A tester’s job is to find bugs. It’s critical that they find the important technical bugs and customer focused bugs. It’s even more critical that they find them as early as possible because they will be much cheaper to fix. However, in order to achieve this, testers have to do a great job testing.
We’ve done many issues in the past on test methods and skills, and our main reason for doing so is to get testers the skills they need in order to do the best testing job possible. It’s important to learn all the basic methods, test methods, and to leverage tools and technology where you can. With there being a focus on shift-left and as the technical skills of test teams increase, leveraging new tools as much as you can will be very beneficial.
Unfortunately, what we often find is that most developers and many testers do not understand the basic practices of Software Testing. Whether you are testing at the API or UI level, you still need to know how to do equivalence class partitioning and boundary value analysis to get the most test coverage with the most efficient set of test cases.
Apply important test methods—perhaps, adding a new interface earlier—to ensure that you do the best testing job possible. Knowing how to do concurrency and race condition testing is essential. Most people do that later in the development cycle when the product is fully built. Instead, maybe you can shift-left and do your concurrency and race condition testing earlier at an API level. The same idea goes for soak testing and other essential test methods: As long as you know how to do them, what they are, and when you do them in a process, based on your product and technology, you can really optimize your testing strategy.
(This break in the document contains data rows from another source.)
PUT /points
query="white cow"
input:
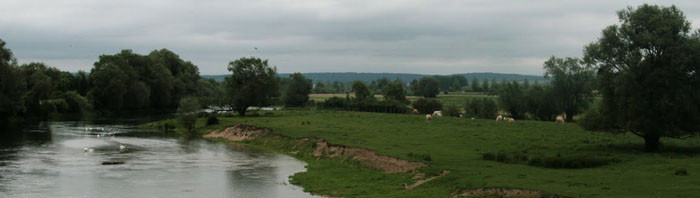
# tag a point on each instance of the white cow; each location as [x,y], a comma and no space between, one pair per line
[560,119]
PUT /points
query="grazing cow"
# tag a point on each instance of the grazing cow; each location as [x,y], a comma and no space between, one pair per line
[560,119]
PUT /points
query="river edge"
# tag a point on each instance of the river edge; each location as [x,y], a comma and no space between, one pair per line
[316,152]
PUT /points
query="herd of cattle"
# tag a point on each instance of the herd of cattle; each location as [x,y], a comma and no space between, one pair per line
[429,117]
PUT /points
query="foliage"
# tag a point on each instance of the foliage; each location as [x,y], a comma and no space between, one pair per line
[648,74]
[12,86]
[187,113]
[483,107]
[212,119]
[538,102]
[512,99]
[427,87]
[129,81]
[427,105]
[572,84]
[296,94]
[366,105]
[394,91]
[253,83]
[360,89]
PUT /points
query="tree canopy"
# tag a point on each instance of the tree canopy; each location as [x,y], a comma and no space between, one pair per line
[572,84]
[647,68]
[252,83]
[428,87]
[296,93]
[360,89]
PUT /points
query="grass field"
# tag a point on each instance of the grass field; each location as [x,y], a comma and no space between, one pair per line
[460,145]
[458,99]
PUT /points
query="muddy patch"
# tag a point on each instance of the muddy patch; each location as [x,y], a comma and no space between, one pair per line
[501,192]
[422,181]
[241,132]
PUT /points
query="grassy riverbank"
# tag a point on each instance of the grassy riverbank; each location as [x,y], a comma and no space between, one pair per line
[559,159]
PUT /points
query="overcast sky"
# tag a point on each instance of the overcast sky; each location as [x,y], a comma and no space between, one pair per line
[402,36]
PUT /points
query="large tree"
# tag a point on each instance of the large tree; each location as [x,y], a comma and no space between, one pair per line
[252,83]
[12,86]
[647,68]
[572,84]
[296,93]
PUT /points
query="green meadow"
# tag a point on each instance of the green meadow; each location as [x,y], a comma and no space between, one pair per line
[554,158]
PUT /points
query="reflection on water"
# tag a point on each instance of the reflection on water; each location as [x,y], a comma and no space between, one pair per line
[51,160]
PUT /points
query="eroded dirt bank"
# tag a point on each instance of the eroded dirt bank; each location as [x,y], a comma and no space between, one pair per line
[241,132]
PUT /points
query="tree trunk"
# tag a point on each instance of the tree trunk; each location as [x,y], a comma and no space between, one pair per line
[651,144]
[242,110]
[569,117]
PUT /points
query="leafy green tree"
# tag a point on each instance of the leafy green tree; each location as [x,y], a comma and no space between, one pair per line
[109,87]
[572,84]
[253,83]
[538,102]
[475,85]
[526,84]
[296,94]
[512,99]
[381,83]
[12,86]
[647,69]
[360,89]
[395,91]
[339,87]
[82,83]
[427,105]
[428,87]
[456,86]
[319,87]
[187,113]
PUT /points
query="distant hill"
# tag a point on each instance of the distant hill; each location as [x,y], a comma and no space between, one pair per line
[368,77]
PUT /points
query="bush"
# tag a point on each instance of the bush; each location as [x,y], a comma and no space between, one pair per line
[212,119]
[451,110]
[427,105]
[334,102]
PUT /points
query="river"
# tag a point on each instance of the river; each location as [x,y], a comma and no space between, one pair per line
[65,159]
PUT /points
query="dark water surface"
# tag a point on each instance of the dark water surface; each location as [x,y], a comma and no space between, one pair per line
[49,160]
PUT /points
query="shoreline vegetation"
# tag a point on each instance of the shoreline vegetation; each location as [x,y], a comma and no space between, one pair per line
[455,150]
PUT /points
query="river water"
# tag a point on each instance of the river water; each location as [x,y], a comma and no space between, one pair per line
[51,160]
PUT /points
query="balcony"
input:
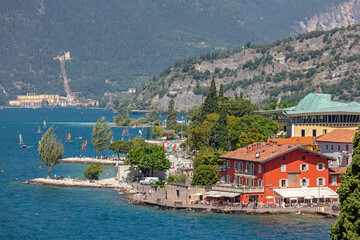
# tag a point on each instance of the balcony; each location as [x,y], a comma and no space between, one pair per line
[245,173]
[240,189]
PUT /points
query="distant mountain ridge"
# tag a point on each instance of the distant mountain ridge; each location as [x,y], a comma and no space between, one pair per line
[117,44]
[323,62]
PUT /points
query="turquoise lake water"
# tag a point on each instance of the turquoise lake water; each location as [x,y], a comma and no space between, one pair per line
[42,212]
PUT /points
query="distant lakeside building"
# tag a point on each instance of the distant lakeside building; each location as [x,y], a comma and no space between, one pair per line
[32,100]
[315,115]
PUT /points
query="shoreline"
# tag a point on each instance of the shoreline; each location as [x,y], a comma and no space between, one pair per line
[87,160]
[134,197]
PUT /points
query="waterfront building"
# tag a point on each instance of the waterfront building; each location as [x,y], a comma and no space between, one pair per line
[34,100]
[339,145]
[276,173]
[315,115]
[307,142]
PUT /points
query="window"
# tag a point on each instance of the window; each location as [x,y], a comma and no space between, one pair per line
[334,180]
[304,182]
[320,181]
[228,178]
[304,167]
[283,183]
[320,167]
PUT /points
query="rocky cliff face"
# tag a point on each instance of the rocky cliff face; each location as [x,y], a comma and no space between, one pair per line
[342,15]
[325,62]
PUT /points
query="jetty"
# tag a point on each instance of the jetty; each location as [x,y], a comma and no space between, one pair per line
[87,160]
[110,183]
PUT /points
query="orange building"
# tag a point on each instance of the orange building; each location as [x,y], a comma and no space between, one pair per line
[278,173]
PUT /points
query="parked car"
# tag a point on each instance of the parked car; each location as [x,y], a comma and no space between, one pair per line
[149,180]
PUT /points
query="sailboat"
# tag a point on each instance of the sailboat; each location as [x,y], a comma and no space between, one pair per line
[68,137]
[84,145]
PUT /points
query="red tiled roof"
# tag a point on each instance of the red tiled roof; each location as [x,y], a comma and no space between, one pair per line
[266,153]
[295,140]
[337,170]
[338,136]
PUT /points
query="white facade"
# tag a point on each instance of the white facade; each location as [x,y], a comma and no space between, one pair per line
[340,151]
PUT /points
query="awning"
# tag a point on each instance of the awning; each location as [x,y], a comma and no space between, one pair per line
[221,194]
[307,193]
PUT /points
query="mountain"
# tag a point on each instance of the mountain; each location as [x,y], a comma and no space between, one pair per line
[117,44]
[324,62]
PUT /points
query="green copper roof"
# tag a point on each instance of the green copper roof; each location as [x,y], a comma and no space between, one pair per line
[320,103]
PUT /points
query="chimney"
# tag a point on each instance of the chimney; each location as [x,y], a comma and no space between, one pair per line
[254,147]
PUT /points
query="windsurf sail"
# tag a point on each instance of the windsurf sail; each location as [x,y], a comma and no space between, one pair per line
[68,137]
[21,140]
[84,145]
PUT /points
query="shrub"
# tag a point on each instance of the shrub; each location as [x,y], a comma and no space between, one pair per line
[93,171]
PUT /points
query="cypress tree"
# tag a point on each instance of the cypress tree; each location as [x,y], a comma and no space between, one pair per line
[148,133]
[101,135]
[219,136]
[221,93]
[171,116]
[210,104]
[347,226]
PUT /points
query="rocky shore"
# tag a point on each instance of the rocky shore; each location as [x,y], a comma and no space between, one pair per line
[87,160]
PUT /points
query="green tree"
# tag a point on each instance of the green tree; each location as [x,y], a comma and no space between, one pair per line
[210,104]
[171,120]
[50,150]
[219,135]
[148,159]
[347,226]
[205,175]
[101,135]
[93,171]
[157,132]
[148,133]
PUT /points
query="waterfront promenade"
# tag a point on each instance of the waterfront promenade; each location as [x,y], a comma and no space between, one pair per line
[157,200]
[87,160]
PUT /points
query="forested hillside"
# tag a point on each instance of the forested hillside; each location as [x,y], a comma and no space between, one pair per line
[116,44]
[287,70]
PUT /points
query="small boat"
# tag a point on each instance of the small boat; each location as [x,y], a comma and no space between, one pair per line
[21,140]
[84,145]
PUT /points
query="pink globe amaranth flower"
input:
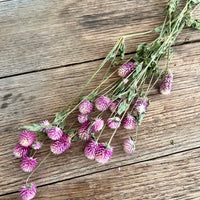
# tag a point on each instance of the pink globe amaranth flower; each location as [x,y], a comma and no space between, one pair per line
[103,153]
[98,125]
[86,107]
[82,118]
[129,146]
[28,164]
[103,103]
[37,145]
[54,133]
[113,106]
[90,149]
[46,126]
[59,146]
[140,105]
[28,191]
[126,69]
[20,151]
[129,122]
[113,122]
[84,132]
[166,85]
[26,138]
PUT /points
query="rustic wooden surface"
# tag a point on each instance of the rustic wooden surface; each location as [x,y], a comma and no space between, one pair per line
[48,49]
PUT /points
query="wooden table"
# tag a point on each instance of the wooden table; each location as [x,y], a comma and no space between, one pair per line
[48,50]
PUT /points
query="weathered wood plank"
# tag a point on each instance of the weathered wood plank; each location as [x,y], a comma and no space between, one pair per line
[44,34]
[172,177]
[34,97]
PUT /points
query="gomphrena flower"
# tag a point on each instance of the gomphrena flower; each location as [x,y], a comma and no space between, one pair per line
[28,191]
[103,153]
[140,105]
[129,146]
[46,125]
[103,103]
[82,118]
[20,151]
[98,124]
[113,122]
[166,85]
[129,122]
[126,69]
[37,145]
[85,131]
[86,107]
[28,164]
[113,106]
[26,138]
[54,133]
[90,149]
[59,146]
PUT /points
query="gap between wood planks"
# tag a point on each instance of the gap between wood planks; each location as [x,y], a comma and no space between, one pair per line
[88,61]
[106,170]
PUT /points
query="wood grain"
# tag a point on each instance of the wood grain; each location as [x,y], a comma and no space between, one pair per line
[175,177]
[45,34]
[32,98]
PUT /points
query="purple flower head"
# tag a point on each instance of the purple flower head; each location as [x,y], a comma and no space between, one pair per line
[82,118]
[113,122]
[20,151]
[54,133]
[46,126]
[126,69]
[102,103]
[37,145]
[140,105]
[28,164]
[90,149]
[26,138]
[85,131]
[103,153]
[86,107]
[98,124]
[28,191]
[129,146]
[166,85]
[129,122]
[59,146]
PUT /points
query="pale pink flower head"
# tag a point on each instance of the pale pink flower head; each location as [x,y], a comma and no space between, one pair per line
[129,122]
[86,107]
[37,145]
[59,146]
[54,133]
[113,122]
[129,146]
[90,149]
[28,164]
[85,131]
[166,85]
[103,103]
[26,138]
[20,151]
[126,69]
[28,191]
[103,153]
[98,124]
[140,105]
[82,118]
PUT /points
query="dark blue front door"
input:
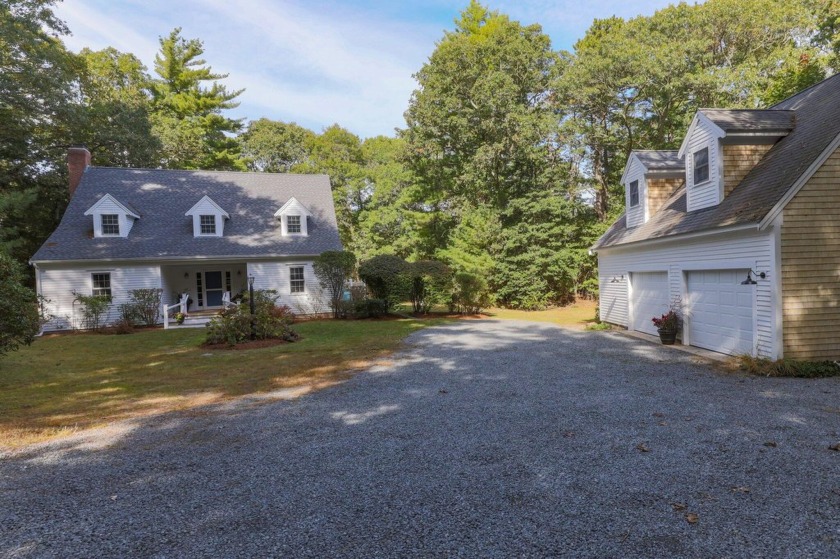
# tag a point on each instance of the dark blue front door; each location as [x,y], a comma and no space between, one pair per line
[213,289]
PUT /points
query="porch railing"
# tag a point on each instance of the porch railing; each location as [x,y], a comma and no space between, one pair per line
[181,305]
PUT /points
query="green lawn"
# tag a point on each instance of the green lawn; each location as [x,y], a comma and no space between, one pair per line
[576,315]
[67,382]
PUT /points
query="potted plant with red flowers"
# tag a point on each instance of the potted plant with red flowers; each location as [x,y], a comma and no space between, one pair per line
[668,324]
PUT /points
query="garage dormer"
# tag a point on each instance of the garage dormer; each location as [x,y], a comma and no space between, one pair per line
[208,218]
[111,218]
[293,218]
[650,177]
[723,145]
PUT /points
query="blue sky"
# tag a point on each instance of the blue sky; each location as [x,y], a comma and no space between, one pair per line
[317,62]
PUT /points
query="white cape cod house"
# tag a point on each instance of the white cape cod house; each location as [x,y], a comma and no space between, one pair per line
[741,226]
[197,232]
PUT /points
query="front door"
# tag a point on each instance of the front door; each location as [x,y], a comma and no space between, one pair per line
[213,289]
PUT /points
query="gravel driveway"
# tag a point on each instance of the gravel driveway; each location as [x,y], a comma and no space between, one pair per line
[480,439]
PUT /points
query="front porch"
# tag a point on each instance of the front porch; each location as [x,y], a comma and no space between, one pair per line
[205,284]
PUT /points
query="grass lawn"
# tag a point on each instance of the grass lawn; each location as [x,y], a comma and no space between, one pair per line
[576,315]
[63,383]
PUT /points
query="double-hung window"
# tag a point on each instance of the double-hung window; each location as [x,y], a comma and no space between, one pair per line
[293,224]
[110,224]
[634,193]
[207,224]
[701,165]
[101,284]
[298,285]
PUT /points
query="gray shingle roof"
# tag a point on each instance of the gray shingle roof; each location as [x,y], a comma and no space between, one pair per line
[660,160]
[161,197]
[817,117]
[732,120]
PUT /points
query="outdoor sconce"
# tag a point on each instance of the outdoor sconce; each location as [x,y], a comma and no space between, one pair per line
[750,281]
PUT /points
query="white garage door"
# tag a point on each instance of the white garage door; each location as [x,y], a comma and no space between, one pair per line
[649,298]
[721,311]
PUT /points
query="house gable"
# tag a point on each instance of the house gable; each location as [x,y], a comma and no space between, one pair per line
[208,218]
[111,218]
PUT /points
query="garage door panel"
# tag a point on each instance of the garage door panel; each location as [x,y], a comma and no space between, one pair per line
[649,298]
[721,311]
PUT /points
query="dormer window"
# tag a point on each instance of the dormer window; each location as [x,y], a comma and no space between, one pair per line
[701,165]
[208,218]
[293,218]
[111,218]
[110,225]
[293,224]
[634,193]
[207,224]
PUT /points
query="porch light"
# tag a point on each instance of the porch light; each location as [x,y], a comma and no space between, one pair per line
[750,281]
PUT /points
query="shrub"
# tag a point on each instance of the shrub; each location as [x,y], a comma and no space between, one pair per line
[146,304]
[233,325]
[370,308]
[387,278]
[333,268]
[788,367]
[19,311]
[470,294]
[94,309]
[431,283]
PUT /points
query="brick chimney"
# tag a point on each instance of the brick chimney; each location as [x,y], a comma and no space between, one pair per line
[78,159]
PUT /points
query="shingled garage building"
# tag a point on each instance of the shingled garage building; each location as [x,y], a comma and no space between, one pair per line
[741,226]
[203,233]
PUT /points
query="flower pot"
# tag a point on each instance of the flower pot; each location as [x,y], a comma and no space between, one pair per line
[668,335]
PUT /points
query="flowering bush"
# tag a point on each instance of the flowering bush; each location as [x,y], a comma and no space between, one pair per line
[668,321]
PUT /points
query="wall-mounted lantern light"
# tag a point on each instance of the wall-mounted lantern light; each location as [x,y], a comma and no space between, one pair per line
[750,281]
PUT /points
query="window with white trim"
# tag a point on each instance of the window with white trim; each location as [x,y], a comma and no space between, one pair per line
[110,224]
[298,285]
[101,284]
[634,193]
[207,223]
[293,224]
[701,165]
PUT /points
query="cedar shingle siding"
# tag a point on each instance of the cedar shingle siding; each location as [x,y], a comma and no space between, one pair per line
[811,267]
[738,161]
[659,190]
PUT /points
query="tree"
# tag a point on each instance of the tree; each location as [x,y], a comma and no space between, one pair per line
[431,284]
[333,268]
[187,115]
[115,122]
[19,316]
[338,153]
[387,278]
[37,110]
[270,146]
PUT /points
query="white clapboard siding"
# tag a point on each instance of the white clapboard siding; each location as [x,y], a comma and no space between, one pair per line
[708,193]
[58,284]
[753,250]
[275,275]
[635,214]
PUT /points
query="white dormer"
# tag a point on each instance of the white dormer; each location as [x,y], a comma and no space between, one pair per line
[701,149]
[208,218]
[634,191]
[111,218]
[293,218]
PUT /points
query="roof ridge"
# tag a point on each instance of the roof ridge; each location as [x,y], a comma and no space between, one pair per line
[207,171]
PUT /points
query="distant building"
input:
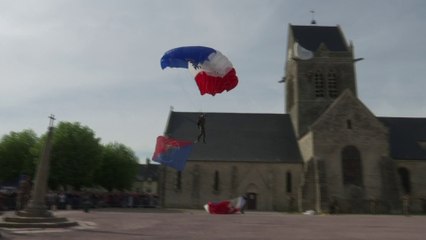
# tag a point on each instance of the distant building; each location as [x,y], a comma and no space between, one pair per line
[147,179]
[328,152]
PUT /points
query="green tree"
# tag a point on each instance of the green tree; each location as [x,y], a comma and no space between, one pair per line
[75,156]
[17,155]
[119,167]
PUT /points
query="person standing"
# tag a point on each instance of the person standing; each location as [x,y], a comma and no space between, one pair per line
[201,124]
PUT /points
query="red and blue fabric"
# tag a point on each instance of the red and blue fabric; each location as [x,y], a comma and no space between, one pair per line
[213,72]
[172,152]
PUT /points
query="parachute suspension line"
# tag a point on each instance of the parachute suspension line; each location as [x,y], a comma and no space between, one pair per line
[190,96]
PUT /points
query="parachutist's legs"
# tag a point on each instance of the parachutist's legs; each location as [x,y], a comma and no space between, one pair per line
[202,134]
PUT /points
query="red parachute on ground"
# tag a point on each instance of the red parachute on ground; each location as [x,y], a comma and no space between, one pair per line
[236,205]
[213,72]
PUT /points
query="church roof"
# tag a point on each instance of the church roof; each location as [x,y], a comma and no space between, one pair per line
[310,37]
[407,137]
[250,137]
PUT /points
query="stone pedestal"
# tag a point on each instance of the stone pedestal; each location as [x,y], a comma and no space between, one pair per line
[36,215]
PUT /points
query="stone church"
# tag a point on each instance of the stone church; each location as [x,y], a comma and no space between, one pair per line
[327,153]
Building testing skills and sharing testing technology across development teams is something that cannot be overlooked.
In this issue, we take an in-depth look at a wide variety of testing essentials and methods. Our own Hans Buwalda discusses using Action Based Testing in TestArchitect in our cover story. Fred Murphy, a LogiGear alum, discusses the process of testing smoke detectors, Eran Kinsbruner returns to discuss progressive web apps and its impact on cross-browser testing, and Sankha Jayasooriya discusses how to test a mission critical system. Due to popular demand, we’ve created a fun word search for you. Rounding up this issue, we’ve also included a recommendation of books every software tester should read and explained TestArchitect’s awesome screenshot feature in TestArchitect Corner. Whether you’re new to the software testing industry or a veteran tester, this issue explores a variety of test methods and essentials you’ll need in your software testing journey!